Ratios save lives

An international study has shown that patients suffer when nurses are forced to work without safe staffing ratios.

Increasing the workload of nurses produces worse clinical outcomes for patients, including higher mortality following surgery.

This has been proved by the largest-ever international study of the relationship between nurse staffing levels and the quality of health care, which examined health outcomes in 30 countries on four continents.

The European component of the study, covering 617 hospitals, found that deaths following common surgical procedures were significantly lower in hospitals with fewer patients per nurse.

Every patient added to a nurse’s workload was associated with a 7 per cent increase in hospital deaths following common surgery.

These results add weight to the NSWNMA’s campaign to extend ratios to health services that were not included when the Association won mandatory ratios for many units of metropolitan and rural hospitals in 2011.

The results also validate the deep concern of nurses in New South Wales for their patients’ safety due to understaffing, and underline the importance of the Association’s decision to campaign for mandatory ratios.

The research, published in The Lancet*, was led by Dr Linda Aiken, professor of nursing and head of the Center for Health Outcomes and Policy Research at the University of Pennsylvania.

Dr Aiken, who is internationally renowned for her work on the relationship between the health care workforce and the quality of health care, spoke at a recent Queensland Nurses’ Union (QNU) symposium on Keeping Patients Safe, held in Brisbane.

Dr Aiken said the research also showed the greater the number of bachelor- educated nurses, the lower the number of patient deaths.

Among the findings:

  • Every one patient added to a nurse’s workload is associated with a 7 per cent increase in deaths following common surgery.
  • Every 10 per cent increase in university-educated nurses is associated with 7 per cent lower mortality.
  • If all hospitals in nine European countries studied had at least 60 per cent university-educated nurses, with no more than six patients each, more than 3500 deaths a year might be prevented.

The study found that other adverse consequences of poor nurse-to-patient ratios included more complications following surgery and a reduced likelihood of elderly patients returning to community living.

The European research covered nations as diverse as England, Spain, Poland, Germany, Greece and Switzerland. Despite their organisational and financial differences, in-hospital general surgery mortality varied more within countries than between countries.
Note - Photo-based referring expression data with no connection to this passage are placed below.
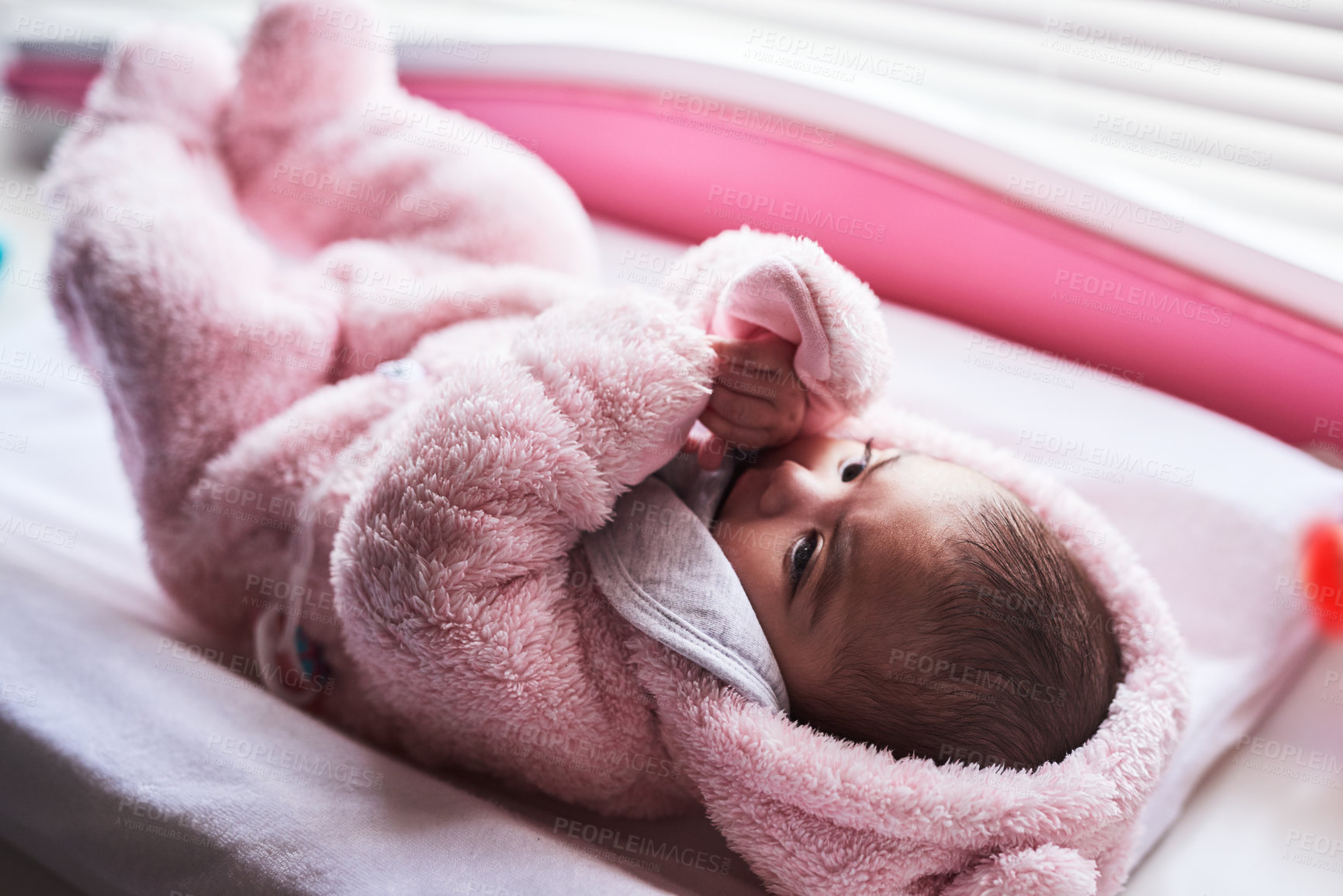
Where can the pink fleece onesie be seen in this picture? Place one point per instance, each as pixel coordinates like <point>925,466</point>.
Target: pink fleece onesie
<point>284,413</point>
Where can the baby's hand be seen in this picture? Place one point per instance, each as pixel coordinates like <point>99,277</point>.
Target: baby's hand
<point>758,400</point>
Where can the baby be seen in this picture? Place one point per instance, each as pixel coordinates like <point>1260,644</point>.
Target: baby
<point>878,576</point>
<point>448,492</point>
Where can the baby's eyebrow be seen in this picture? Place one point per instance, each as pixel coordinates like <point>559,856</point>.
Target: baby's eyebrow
<point>843,543</point>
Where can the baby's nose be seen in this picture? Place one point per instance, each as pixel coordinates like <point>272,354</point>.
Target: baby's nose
<point>791,488</point>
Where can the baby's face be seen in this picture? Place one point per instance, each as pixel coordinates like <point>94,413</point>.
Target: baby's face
<point>821,528</point>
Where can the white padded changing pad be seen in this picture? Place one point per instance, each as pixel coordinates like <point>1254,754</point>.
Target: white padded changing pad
<point>134,765</point>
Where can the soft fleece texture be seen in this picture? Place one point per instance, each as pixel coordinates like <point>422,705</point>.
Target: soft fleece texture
<point>444,510</point>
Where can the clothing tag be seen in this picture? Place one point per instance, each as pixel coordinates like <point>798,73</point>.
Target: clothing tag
<point>406,370</point>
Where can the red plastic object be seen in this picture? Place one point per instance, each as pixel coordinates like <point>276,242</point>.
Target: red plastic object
<point>1322,576</point>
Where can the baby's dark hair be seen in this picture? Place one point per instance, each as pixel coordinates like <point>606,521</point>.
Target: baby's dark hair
<point>1003,656</point>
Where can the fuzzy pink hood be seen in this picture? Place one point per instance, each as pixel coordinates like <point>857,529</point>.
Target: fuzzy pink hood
<point>441,499</point>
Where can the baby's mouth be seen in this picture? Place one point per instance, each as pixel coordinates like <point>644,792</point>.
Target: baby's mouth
<point>739,468</point>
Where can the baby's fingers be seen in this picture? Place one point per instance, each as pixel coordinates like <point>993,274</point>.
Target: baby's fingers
<point>733,433</point>
<point>747,411</point>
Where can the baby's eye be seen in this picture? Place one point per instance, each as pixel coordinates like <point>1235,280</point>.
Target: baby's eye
<point>799,556</point>
<point>853,469</point>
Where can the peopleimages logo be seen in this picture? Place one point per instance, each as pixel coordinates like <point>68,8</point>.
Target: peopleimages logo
<point>1141,297</point>
<point>770,210</point>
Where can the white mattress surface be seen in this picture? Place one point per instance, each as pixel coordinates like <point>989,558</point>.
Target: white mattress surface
<point>134,765</point>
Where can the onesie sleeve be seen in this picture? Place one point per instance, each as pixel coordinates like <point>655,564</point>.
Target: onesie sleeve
<point>744,284</point>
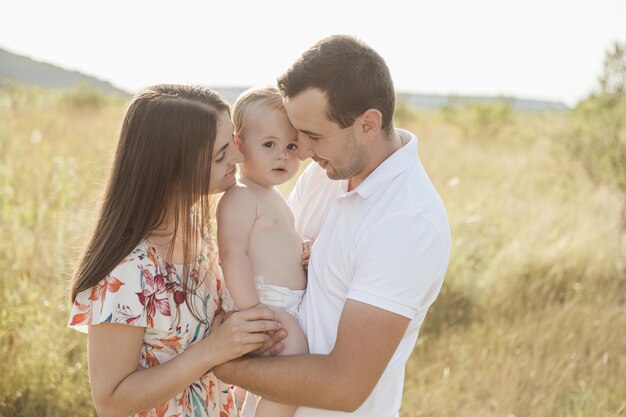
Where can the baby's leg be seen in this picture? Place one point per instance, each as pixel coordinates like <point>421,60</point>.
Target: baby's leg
<point>295,344</point>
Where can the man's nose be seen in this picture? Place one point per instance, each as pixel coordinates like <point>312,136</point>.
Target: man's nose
<point>304,147</point>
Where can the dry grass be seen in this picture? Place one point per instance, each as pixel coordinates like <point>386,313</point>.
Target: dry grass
<point>529,323</point>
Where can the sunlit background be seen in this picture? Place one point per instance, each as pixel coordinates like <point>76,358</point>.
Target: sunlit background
<point>520,108</point>
<point>550,50</point>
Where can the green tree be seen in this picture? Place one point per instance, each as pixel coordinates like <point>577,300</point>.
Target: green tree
<point>598,134</point>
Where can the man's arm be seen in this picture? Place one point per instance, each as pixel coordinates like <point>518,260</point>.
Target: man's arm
<point>367,338</point>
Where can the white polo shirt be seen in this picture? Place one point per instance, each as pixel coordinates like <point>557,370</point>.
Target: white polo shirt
<point>386,243</point>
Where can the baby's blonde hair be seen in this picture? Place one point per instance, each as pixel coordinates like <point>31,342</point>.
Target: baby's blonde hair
<point>251,99</point>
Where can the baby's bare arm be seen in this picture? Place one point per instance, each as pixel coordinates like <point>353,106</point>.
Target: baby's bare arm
<point>236,214</point>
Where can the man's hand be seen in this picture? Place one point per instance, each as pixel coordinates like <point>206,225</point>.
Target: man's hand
<point>272,347</point>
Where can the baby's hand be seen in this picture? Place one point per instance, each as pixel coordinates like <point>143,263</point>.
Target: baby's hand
<point>306,253</point>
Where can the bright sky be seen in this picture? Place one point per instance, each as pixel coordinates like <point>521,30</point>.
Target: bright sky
<point>544,49</point>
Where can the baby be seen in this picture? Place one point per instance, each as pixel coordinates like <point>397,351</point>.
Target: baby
<point>260,250</point>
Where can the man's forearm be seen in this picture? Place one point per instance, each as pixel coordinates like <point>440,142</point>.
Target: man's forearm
<point>303,380</point>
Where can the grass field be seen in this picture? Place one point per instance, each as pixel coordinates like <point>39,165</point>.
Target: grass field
<point>530,321</point>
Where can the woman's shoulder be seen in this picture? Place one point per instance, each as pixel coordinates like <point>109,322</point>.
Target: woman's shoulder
<point>125,293</point>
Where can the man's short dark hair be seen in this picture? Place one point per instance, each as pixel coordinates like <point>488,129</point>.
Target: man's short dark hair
<point>353,76</point>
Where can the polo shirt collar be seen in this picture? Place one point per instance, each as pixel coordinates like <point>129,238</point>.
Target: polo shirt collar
<point>394,165</point>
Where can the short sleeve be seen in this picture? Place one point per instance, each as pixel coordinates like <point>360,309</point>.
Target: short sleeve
<point>400,265</point>
<point>134,293</point>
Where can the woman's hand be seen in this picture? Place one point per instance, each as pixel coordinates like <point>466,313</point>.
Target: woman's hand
<point>243,332</point>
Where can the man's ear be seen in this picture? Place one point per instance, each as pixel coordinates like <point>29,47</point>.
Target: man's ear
<point>371,122</point>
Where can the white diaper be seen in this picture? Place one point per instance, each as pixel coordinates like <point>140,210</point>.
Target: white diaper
<point>272,295</point>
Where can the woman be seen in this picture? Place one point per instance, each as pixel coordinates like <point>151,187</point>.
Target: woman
<point>147,288</point>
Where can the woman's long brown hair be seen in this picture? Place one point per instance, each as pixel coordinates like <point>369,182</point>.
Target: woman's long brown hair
<point>162,162</point>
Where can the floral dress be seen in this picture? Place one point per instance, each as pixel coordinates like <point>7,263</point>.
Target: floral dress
<point>145,291</point>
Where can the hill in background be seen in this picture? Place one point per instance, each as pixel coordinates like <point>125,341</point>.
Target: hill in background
<point>26,71</point>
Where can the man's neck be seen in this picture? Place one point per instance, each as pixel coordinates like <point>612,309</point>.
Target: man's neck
<point>387,146</point>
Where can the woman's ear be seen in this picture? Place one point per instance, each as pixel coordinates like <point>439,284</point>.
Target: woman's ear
<point>371,122</point>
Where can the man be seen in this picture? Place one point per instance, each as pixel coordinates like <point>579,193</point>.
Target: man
<point>382,240</point>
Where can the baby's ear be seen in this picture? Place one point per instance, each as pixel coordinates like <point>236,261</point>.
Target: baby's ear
<point>237,142</point>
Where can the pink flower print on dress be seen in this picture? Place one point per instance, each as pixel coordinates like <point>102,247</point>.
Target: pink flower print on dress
<point>153,287</point>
The same phenomenon is revealed in a related study of all 850 hospitals in four large states of the USA – Pennsylvania, California, New Jersey and Florida – which account for a quarter of all US hospital admissions.

Dr Aiken told the QNU symposium there was “huge variation” in mortality rates between hospitals within each country.

“There is a seven-fold difference in mortality following common surgical procedures across nine countries in Europe. In the US it is a 12-fold difference.

“Even in England under the National Health Service – a ‘standardised product’ – you have a seven-fold difference in mortality after common surgical procedures.

“The question is not why is there a difference between mortality in different countries, but why do we have such a big difference in mortality within each country?

“The difference in nurse-to-patient ratios is a very big factor in explaining why. Nurse staffing levels were dramatically different between these hospitals and more nurses means lower mortality.”

In English hospitals, for example, nurse-to-patient average workloads ranged from 1:5.1 to 1:10.7.

“Even in countries that report they have ratios, we find that there is tremendous variation in the actual operation of those ratios, so this is why we find a relationship between difference in mortality and difference in nurse staffing.

“When you start telling the public there is a seven-fold difference in the likelihood they could die, you really get their attention on nurse numbers.’’

Dr Aiken said her team was getting similar results from surveys in Asian, African and South American hospitals.

She said while Australia was not included in her studies, “I’m willing to bet you will have the same variation in staffing and differences in mortality that we find in the 30 other countries.”

That was because in all countries studied, “… despite different systems, financing, resources in a country, every one patient increase in a nurse’s workload is associated with a 7 per cent increase in mortality.

“This is after we take into account all the other possible explanations for mortality, so this is the real direct impact of nurses on patient outcomes.”